My daughter started school this week. I am excited for her as she embarks on this next stage of her life. But saying goodbye to the baby and toddler years has triggered those feelings of grief yet again, and I have been thinking a lot about my five might-have-been babies. I am surprised at how sharp and immediate the sadness feels, and how copious the tears are. But then, I always knew that the pain never really goes away. In the words of T.S. Eliot, “Things don’t go away. They become you.”
I am gradually starting to accept that we will, in all probability, have only one child. Donor egg, adoption, surrogacy…none of these options seem right for us. And at 43, I almost feel like my time has passed. Perhaps it is time for me to finally let go of the guilt and regret, as well as the soft and not altogether believable “just maybe” whisperings of the heart. Perhaps.

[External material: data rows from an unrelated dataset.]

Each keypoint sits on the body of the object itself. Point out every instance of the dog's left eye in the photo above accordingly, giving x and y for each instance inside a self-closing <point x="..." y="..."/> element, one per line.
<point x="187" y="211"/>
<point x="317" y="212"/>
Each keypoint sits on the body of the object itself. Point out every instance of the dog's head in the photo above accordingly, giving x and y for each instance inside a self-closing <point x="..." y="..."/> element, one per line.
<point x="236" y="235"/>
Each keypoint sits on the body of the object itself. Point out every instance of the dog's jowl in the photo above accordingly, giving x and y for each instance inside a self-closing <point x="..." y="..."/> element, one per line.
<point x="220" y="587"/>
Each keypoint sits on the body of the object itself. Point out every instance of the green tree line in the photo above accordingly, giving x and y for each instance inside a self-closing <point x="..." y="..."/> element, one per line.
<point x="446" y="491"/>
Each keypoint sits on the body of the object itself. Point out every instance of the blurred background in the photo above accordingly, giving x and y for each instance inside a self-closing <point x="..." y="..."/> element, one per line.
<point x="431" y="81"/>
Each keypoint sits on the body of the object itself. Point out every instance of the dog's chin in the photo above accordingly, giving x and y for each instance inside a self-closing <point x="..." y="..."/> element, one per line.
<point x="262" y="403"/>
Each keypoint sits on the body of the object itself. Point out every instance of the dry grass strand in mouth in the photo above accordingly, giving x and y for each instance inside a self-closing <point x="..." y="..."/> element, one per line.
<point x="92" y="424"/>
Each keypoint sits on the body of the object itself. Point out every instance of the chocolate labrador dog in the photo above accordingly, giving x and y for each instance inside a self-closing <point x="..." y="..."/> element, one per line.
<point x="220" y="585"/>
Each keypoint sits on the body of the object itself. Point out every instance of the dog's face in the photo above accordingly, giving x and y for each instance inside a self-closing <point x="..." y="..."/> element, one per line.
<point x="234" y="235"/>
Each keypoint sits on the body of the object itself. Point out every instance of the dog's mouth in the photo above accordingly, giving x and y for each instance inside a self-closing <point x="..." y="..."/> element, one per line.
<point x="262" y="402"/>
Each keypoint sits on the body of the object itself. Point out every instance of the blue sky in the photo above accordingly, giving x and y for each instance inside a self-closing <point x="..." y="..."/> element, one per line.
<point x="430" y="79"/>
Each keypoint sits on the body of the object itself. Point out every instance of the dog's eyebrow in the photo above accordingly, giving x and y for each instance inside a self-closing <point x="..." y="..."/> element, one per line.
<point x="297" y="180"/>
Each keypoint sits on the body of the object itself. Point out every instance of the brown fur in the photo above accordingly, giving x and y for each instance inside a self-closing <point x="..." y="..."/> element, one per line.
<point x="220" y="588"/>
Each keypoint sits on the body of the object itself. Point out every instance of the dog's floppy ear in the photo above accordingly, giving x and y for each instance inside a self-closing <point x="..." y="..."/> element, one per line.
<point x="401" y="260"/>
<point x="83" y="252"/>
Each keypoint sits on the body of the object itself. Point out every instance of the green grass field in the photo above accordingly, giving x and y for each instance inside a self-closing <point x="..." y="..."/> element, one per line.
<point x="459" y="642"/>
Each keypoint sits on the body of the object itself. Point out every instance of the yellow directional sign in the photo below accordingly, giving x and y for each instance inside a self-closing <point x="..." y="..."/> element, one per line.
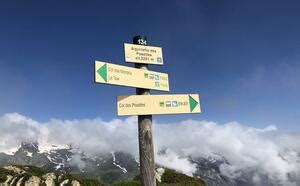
<point x="127" y="76"/>
<point x="143" y="54"/>
<point x="158" y="104"/>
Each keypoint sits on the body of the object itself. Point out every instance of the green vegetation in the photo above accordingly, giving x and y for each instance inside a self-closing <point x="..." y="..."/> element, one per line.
<point x="171" y="177"/>
<point x="127" y="183"/>
<point x="32" y="170"/>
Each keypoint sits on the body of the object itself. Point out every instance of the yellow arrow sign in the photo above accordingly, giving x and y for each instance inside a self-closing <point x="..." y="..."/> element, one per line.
<point x="143" y="54"/>
<point x="158" y="104"/>
<point x="127" y="76"/>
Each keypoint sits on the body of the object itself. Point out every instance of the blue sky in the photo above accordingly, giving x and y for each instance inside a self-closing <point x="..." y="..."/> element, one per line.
<point x="242" y="57"/>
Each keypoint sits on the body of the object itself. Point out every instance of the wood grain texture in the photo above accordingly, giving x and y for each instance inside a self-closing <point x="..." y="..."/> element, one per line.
<point x="146" y="150"/>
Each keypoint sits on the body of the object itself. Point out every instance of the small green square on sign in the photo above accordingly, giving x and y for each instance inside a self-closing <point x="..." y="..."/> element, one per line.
<point x="161" y="104"/>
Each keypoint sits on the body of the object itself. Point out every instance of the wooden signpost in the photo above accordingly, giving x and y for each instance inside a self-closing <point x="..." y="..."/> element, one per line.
<point x="143" y="104"/>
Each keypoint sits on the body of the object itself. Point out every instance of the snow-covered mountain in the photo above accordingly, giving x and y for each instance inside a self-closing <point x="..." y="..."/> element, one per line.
<point x="114" y="166"/>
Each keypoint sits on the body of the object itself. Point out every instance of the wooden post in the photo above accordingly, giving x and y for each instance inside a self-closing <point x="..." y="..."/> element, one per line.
<point x="147" y="164"/>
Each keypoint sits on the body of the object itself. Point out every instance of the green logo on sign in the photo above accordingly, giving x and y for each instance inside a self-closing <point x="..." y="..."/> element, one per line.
<point x="161" y="104"/>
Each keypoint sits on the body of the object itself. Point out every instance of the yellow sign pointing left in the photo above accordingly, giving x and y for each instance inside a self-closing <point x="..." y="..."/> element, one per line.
<point x="127" y="76"/>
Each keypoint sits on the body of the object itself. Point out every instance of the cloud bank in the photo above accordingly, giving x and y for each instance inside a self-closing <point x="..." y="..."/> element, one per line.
<point x="266" y="151"/>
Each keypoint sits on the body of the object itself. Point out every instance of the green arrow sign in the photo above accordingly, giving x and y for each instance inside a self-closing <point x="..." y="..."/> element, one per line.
<point x="193" y="103"/>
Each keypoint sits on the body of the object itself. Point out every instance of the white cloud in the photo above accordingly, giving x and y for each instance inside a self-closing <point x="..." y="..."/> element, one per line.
<point x="267" y="151"/>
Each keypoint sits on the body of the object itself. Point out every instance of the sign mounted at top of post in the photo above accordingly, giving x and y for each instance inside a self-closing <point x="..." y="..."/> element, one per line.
<point x="127" y="76"/>
<point x="143" y="54"/>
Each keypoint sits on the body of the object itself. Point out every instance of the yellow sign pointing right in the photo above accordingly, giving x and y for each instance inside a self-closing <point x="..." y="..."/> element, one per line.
<point x="158" y="104"/>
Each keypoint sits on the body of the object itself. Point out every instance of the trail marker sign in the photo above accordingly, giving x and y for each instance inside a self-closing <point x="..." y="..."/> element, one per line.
<point x="143" y="54"/>
<point x="127" y="76"/>
<point x="158" y="104"/>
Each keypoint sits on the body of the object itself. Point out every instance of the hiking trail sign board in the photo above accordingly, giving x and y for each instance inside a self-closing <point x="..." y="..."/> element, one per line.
<point x="127" y="76"/>
<point x="158" y="104"/>
<point x="143" y="54"/>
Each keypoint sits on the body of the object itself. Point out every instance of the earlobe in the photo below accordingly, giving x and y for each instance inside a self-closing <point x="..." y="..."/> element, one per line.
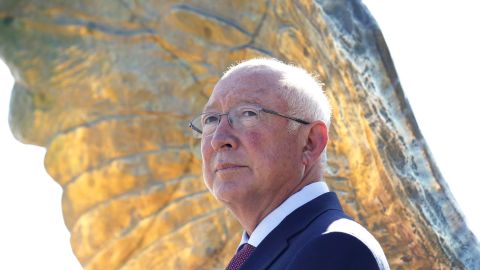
<point x="316" y="142"/>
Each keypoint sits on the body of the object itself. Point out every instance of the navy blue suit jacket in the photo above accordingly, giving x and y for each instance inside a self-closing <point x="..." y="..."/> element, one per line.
<point x="303" y="241"/>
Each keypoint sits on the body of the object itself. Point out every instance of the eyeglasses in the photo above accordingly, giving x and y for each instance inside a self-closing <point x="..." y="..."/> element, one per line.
<point x="242" y="117"/>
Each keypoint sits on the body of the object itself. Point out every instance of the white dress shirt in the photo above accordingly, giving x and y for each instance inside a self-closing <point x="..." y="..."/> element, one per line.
<point x="271" y="221"/>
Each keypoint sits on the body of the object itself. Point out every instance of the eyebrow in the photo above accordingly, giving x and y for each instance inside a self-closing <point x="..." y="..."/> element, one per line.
<point x="252" y="101"/>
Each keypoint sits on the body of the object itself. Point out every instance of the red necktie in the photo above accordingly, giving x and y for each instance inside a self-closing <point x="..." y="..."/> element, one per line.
<point x="241" y="257"/>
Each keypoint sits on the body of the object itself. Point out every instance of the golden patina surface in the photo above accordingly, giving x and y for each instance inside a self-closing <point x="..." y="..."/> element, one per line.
<point x="108" y="89"/>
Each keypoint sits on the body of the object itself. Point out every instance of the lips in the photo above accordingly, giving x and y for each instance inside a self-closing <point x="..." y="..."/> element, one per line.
<point x="223" y="167"/>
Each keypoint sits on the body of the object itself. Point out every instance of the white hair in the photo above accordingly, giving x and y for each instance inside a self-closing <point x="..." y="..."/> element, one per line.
<point x="301" y="90"/>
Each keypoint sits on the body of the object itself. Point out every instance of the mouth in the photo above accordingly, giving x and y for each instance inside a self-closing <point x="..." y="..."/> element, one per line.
<point x="225" y="167"/>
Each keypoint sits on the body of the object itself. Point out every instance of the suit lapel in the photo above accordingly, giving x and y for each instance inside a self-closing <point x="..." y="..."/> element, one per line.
<point x="277" y="241"/>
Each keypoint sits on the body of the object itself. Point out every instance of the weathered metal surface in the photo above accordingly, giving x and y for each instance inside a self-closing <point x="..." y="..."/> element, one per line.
<point x="107" y="88"/>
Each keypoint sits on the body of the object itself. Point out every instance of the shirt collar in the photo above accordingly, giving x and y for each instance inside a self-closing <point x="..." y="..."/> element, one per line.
<point x="271" y="221"/>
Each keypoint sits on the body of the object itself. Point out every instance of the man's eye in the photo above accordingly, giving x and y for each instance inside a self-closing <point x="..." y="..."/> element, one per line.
<point x="249" y="113"/>
<point x="210" y="119"/>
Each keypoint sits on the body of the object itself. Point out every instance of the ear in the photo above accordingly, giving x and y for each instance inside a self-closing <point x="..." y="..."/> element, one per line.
<point x="316" y="142"/>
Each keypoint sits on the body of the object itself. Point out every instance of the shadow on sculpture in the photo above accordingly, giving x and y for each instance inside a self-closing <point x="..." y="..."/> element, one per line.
<point x="108" y="89"/>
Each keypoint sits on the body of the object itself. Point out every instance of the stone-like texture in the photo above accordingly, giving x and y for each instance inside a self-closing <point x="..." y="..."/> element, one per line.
<point x="108" y="88"/>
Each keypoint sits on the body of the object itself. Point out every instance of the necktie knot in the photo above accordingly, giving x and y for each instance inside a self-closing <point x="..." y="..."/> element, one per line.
<point x="241" y="257"/>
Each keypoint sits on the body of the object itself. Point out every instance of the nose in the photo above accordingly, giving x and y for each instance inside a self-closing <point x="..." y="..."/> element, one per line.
<point x="223" y="137"/>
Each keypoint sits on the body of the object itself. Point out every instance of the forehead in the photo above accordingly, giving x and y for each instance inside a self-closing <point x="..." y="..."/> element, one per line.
<point x="259" y="85"/>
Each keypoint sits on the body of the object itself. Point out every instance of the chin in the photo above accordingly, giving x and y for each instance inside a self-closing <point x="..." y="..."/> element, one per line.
<point x="226" y="193"/>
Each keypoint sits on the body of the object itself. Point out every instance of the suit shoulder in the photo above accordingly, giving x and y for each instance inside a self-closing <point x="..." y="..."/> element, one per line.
<point x="335" y="250"/>
<point x="349" y="230"/>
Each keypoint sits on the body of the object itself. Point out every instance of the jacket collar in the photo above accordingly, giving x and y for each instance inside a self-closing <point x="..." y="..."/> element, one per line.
<point x="277" y="241"/>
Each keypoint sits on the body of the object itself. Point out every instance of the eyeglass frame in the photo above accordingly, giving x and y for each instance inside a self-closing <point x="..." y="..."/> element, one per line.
<point x="260" y="109"/>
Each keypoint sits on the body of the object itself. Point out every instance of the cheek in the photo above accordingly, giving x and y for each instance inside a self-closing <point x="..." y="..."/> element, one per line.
<point x="206" y="157"/>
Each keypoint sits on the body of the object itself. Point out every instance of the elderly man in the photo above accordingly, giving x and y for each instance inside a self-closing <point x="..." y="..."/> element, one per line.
<point x="263" y="135"/>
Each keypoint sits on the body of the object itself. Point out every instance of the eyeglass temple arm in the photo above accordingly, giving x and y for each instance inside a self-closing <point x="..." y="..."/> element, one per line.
<point x="286" y="116"/>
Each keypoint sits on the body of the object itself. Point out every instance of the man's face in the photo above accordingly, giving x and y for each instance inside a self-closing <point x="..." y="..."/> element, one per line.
<point x="254" y="165"/>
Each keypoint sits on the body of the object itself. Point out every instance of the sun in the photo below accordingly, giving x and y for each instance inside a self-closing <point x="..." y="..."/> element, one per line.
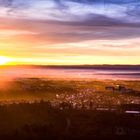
<point x="4" y="60"/>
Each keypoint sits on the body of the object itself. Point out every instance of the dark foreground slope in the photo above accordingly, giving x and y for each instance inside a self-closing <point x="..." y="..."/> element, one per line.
<point x="42" y="121"/>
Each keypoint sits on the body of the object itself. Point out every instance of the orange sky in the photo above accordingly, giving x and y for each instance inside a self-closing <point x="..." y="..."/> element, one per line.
<point x="69" y="36"/>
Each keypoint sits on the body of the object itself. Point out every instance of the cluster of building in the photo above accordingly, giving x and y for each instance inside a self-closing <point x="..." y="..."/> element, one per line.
<point x="91" y="99"/>
<point x="119" y="88"/>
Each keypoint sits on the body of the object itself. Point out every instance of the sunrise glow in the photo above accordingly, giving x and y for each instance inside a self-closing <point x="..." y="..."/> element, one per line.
<point x="4" y="60"/>
<point x="70" y="32"/>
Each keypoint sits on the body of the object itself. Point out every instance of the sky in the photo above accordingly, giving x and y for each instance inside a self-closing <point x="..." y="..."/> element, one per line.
<point x="69" y="32"/>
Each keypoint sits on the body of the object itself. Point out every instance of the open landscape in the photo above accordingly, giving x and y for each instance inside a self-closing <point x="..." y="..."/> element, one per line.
<point x="49" y="108"/>
<point x="69" y="69"/>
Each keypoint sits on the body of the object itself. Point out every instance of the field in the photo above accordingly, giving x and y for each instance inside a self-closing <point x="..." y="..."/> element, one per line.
<point x="33" y="108"/>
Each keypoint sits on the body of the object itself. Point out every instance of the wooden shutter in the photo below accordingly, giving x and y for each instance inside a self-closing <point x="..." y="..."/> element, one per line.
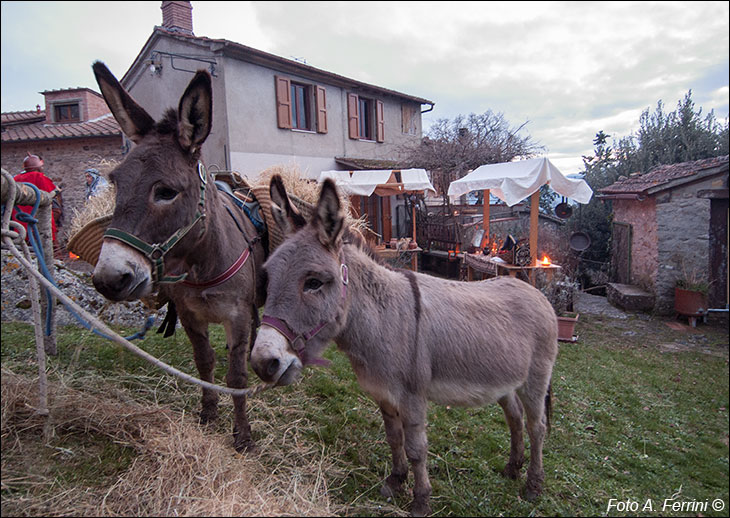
<point x="283" y="102"/>
<point x="320" y="96"/>
<point x="379" y="121"/>
<point x="353" y="119"/>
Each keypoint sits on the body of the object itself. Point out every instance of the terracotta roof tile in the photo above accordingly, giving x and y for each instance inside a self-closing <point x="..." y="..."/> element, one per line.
<point x="24" y="117"/>
<point x="662" y="174"/>
<point x="238" y="50"/>
<point x="105" y="125"/>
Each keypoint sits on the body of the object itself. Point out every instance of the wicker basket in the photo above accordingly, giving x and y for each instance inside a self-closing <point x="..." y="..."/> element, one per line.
<point x="86" y="243"/>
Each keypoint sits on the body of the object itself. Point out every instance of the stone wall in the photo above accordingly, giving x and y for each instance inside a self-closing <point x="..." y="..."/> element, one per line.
<point x="641" y="215"/>
<point x="65" y="162"/>
<point x="683" y="232"/>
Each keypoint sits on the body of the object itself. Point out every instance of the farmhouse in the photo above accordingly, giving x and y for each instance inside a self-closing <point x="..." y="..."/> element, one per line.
<point x="270" y="110"/>
<point x="670" y="221"/>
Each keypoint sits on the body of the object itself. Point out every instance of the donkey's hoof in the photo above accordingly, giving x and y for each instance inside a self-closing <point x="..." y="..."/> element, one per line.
<point x="512" y="471"/>
<point x="420" y="507"/>
<point x="392" y="486"/>
<point x="532" y="490"/>
<point x="207" y="416"/>
<point x="245" y="445"/>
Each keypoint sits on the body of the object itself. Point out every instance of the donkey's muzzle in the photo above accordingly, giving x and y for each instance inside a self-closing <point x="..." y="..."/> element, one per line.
<point x="120" y="275"/>
<point x="271" y="359"/>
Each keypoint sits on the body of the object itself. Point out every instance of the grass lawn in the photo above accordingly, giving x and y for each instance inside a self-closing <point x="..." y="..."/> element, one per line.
<point x="640" y="415"/>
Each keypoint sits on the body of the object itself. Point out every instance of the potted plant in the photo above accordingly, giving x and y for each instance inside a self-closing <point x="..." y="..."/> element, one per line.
<point x="561" y="292"/>
<point x="690" y="295"/>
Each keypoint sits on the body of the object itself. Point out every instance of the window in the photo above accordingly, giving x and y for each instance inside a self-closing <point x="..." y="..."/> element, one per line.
<point x="66" y="112"/>
<point x="299" y="106"/>
<point x="409" y="114"/>
<point x="365" y="118"/>
<point x="365" y="107"/>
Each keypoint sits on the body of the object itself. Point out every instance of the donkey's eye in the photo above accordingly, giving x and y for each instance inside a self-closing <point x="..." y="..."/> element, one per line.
<point x="312" y="284"/>
<point x="163" y="193"/>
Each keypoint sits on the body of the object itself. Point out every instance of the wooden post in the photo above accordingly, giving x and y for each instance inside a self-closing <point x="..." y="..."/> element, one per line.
<point x="485" y="220"/>
<point x="534" y="211"/>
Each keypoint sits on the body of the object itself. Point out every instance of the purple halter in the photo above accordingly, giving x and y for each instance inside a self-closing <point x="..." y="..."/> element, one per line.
<point x="298" y="342"/>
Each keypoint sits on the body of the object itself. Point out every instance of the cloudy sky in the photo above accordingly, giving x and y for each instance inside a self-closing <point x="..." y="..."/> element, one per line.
<point x="569" y="68"/>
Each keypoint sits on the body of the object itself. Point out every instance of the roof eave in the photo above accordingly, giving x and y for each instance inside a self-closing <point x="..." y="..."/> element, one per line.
<point x="259" y="57"/>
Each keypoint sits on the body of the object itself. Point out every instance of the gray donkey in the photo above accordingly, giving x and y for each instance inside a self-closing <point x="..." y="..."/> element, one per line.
<point x="410" y="338"/>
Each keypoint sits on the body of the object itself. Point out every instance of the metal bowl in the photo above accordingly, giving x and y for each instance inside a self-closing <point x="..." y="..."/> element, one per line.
<point x="579" y="241"/>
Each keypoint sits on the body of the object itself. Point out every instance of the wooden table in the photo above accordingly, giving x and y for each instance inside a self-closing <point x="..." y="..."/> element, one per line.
<point x="400" y="257"/>
<point x="494" y="266"/>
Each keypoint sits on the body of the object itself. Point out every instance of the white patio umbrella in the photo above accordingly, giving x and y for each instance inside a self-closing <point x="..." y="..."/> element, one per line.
<point x="512" y="182"/>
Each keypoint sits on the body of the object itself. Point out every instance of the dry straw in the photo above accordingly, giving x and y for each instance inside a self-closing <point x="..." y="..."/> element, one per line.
<point x="179" y="468"/>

My precious only daughter comes to me and wraps herself around me, and whispers “I love you, Mummy.” She covers my face with kisses. My heart feels full to bursting. Perhaps, one day, I will believe that my family is OK just as it is, regardless of whether we end up with one child or two. After all, it is love that makes a family, not a number.
We arrive at the ticket booth
and ask for a Family Pass.
“Two adults, two children,” says the ticket man.
“We have only one,” I say, and feel ashamed that we are not enough.
Everyone waiting in the queue for their Family Pass looks at the three of us.
Mum, Dad, and one child. Where is the second?
“We only have one,” I say again. “Are we counted as a family?”
The ticket man smiles. “You’ll do,” he says.